Nella foto si vede molto distintamente che l’ala di Casa Piani – Pasi, corrispondente alla parte che comprendeva le raffigurazioni della Domenica e del Lunedì, è crollata in seguito ai bombardamenti del 1944 e che la serie delle sculture riprende con Marte – Martedì e Mercurio – Mercoledì, scampati alla distruzione e ben riconoscibili. Le due terrecotte, ancora recuperabili, furono salvate in tempo staccandole dalla facciata pericolante? Assai difficile ma non impossibile; oppure andarono completamente distrutte nel crollo causato dalle bombe e vennero riprodotte tali e quali alle originali e ricollocate nell’ambito dei susseguenti lavori di restauro e ripristino dell’edificio? Ipotesi molto verosimile, anche perché questi due artistici manufatti mostrano tuttora un tono cromatico differente da quello degli altri cinque. Comunque siano andate le cose, di sicuro si può affermare che le plastiche vennero collocate in posizioni errate ed invertite, tanto da far ipotizzare che i responsabili dei suddetti lavori non si fossero minimamente resi conto del fatto che le medesime volessero rappresentare altrettante figure corrispondenti ai giorni della settimana.
Inizio 1945. Il tratto di Corso Mazzini con a sinistra la Loggia degli Infantini e
a destra casa Piani - Pasi semidistrutta.
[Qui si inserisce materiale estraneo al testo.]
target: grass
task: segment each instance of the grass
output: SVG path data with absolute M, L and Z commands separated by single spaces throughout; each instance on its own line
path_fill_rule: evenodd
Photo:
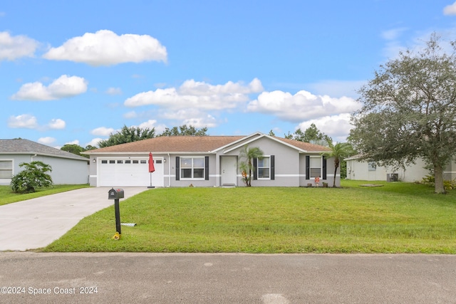
M 59 184 L 54 185 L 52 188 L 39 189 L 36 192 L 19 194 L 13 192 L 11 186 L 0 186 L 0 206 L 88 187 L 88 184 Z
M 456 253 L 456 192 L 363 183 L 152 189 L 120 203 L 122 222 L 138 226 L 120 240 L 112 206 L 41 251 Z

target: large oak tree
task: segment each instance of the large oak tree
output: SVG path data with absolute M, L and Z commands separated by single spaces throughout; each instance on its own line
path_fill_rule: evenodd
M 445 52 L 433 33 L 423 49 L 401 52 L 359 90 L 351 142 L 363 159 L 404 166 L 418 157 L 433 169 L 435 192 L 456 155 L 456 50 Z

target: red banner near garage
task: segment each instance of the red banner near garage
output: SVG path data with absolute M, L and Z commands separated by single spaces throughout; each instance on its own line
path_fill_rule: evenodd
M 150 173 L 155 171 L 155 167 L 154 167 L 154 159 L 152 157 L 152 152 L 149 153 L 149 172 Z

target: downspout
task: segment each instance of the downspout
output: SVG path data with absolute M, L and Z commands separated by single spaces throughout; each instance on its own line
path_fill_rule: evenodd
M 171 187 L 171 157 L 168 153 L 168 188 Z

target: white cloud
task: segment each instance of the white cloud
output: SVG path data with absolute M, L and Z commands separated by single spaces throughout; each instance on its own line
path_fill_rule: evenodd
M 100 127 L 90 131 L 90 134 L 98 136 L 109 136 L 111 133 L 115 133 L 115 130 L 112 127 Z
M 38 126 L 36 117 L 28 114 L 10 116 L 8 119 L 8 127 L 9 127 L 35 129 Z
M 120 88 L 110 88 L 106 90 L 106 94 L 108 95 L 122 95 L 122 90 Z
M 162 133 L 163 131 L 165 131 L 165 129 L 166 129 L 166 125 L 157 125 L 157 120 L 149 120 L 140 124 L 140 125 L 138 126 L 133 125 L 132 127 L 140 127 L 141 129 L 149 128 L 150 130 L 152 130 L 152 128 L 155 128 L 155 135 Z
M 124 118 L 132 119 L 138 117 L 138 113 L 135 111 L 130 111 L 123 115 Z
M 145 128 L 152 129 L 155 127 L 156 123 L 157 123 L 157 120 L 149 120 L 146 122 L 142 122 L 138 127 L 140 127 L 141 129 L 145 129 Z
M 27 36 L 11 36 L 8 32 L 0 32 L 0 61 L 33 57 L 38 46 L 37 41 Z
M 445 16 L 456 15 L 456 2 L 446 6 L 443 9 L 443 14 Z
M 90 65 L 113 65 L 142 61 L 166 61 L 166 48 L 148 35 L 124 34 L 101 30 L 74 37 L 43 56 L 50 60 L 81 62 Z
M 11 96 L 16 100 L 53 100 L 69 98 L 87 91 L 87 81 L 78 76 L 62 75 L 47 87 L 39 82 L 23 85 Z
M 159 88 L 155 91 L 140 93 L 128 98 L 124 105 L 127 107 L 155 105 L 173 110 L 232 109 L 238 104 L 249 101 L 248 94 L 262 90 L 261 81 L 257 78 L 247 85 L 232 81 L 224 85 L 213 85 L 190 80 L 185 81 L 178 88 Z
M 216 119 L 210 115 L 203 117 L 189 118 L 182 122 L 183 125 L 192 125 L 197 128 L 217 127 Z
M 366 80 L 322 80 L 306 86 L 315 95 L 346 96 L 356 99 L 358 98 L 358 90 L 366 83 Z
M 350 113 L 359 109 L 360 106 L 354 99 L 348 97 L 334 98 L 328 95 L 315 95 L 305 90 L 291 95 L 288 92 L 276 90 L 261 93 L 256 100 L 248 105 L 247 110 L 297 122 Z
M 66 123 L 65 122 L 65 121 L 61 120 L 60 118 L 53 119 L 48 124 L 49 128 L 56 130 L 65 129 L 66 125 Z
M 43 145 L 51 145 L 56 141 L 54 137 L 41 137 L 38 139 L 38 142 Z
M 71 142 L 66 142 L 65 145 L 79 145 L 79 140 L 75 140 Z
M 336 142 L 346 142 L 353 126 L 350 124 L 350 113 L 324 116 L 301 122 L 298 128 L 305 131 L 311 124 L 322 132 L 331 136 Z
M 98 142 L 100 142 L 100 140 L 103 140 L 103 139 L 101 138 L 94 138 L 92 140 L 90 140 L 90 142 L 88 142 L 88 143 L 86 144 L 86 147 L 87 146 L 92 146 L 92 147 L 98 147 Z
Sulla facciata si riconoscono le teste
di Marte e Mercurio rimaste intatte.


Tornando alla descrizione della facciata, una fascia marcapiano, delimitata da modeste modanature, sottende il “Piano Nobile” dal quale si affacciano otto finestre, scontornate da una contenutissima incorniciatura e scandite da nove lesene lisce, con capitello di ordine Ionico. L’aggetto delle lesene è davvero ridotto, comprimendo in tal modo la profondità prospettica, in coerenza con le modalità “puriste” assunte da Pietro Tomba, così come coerente è la preferenza per l’ordine Ionico, volutamente in contrapposizione rispetto al granitico, erculeo ordine Dorico dell’Antolini ed al vistoso, sofisticato Corinzio del Pistocchi.





Il piano nobile con le finestre, le lesene e le otto metope. In alto la trabeazione.

Ad ornare la fascia che insiste sugli archi delle otto finestre, sono poste altrettante metope composte da lastre in terracotta plasticate a basso rilievo, anch’esse realizzate da Giovan Battista Ballanti Graziani. Ognuna delle quattro metope centrali, da sei lastre, riproduce allegoricamente sei figure che danzano tenendosi per mano, mentre ognuna di quelle laterali, da nove o sette lastre, ritrae quattro danzatrici che coreograficamente si accompagnano con nastri; le prime due metope e tre elementi della terza, contando da sinistra, sono copie di quelle originali distrutte dagli eventi bellici del 1944.



             Una delle quattro metope centrali. Allegoria con sei figure danzanti che si tengono per mano.


       Particolare di una lesena con capitello di ordine
        Ionico ed un segmento di trabeazione.

   Una delle quattro metope laterali. Allegoria con quattro danzatrici che si accompagnano con nastri.


 Il prospetto di Casa Piani – Pasi si conclude nella parte sommitale con una trabeazione a cassonatura,  scandita e sostenuta da mensole a foglia d’acanto ritorta.  È proprio dal diverso stato di conservazione e dal difforme tono cromatico delle mensole che visivamente si distingue il punto di congiunzione fra la parte originale dell’edificio e quella ricostruita nel dopoguerra.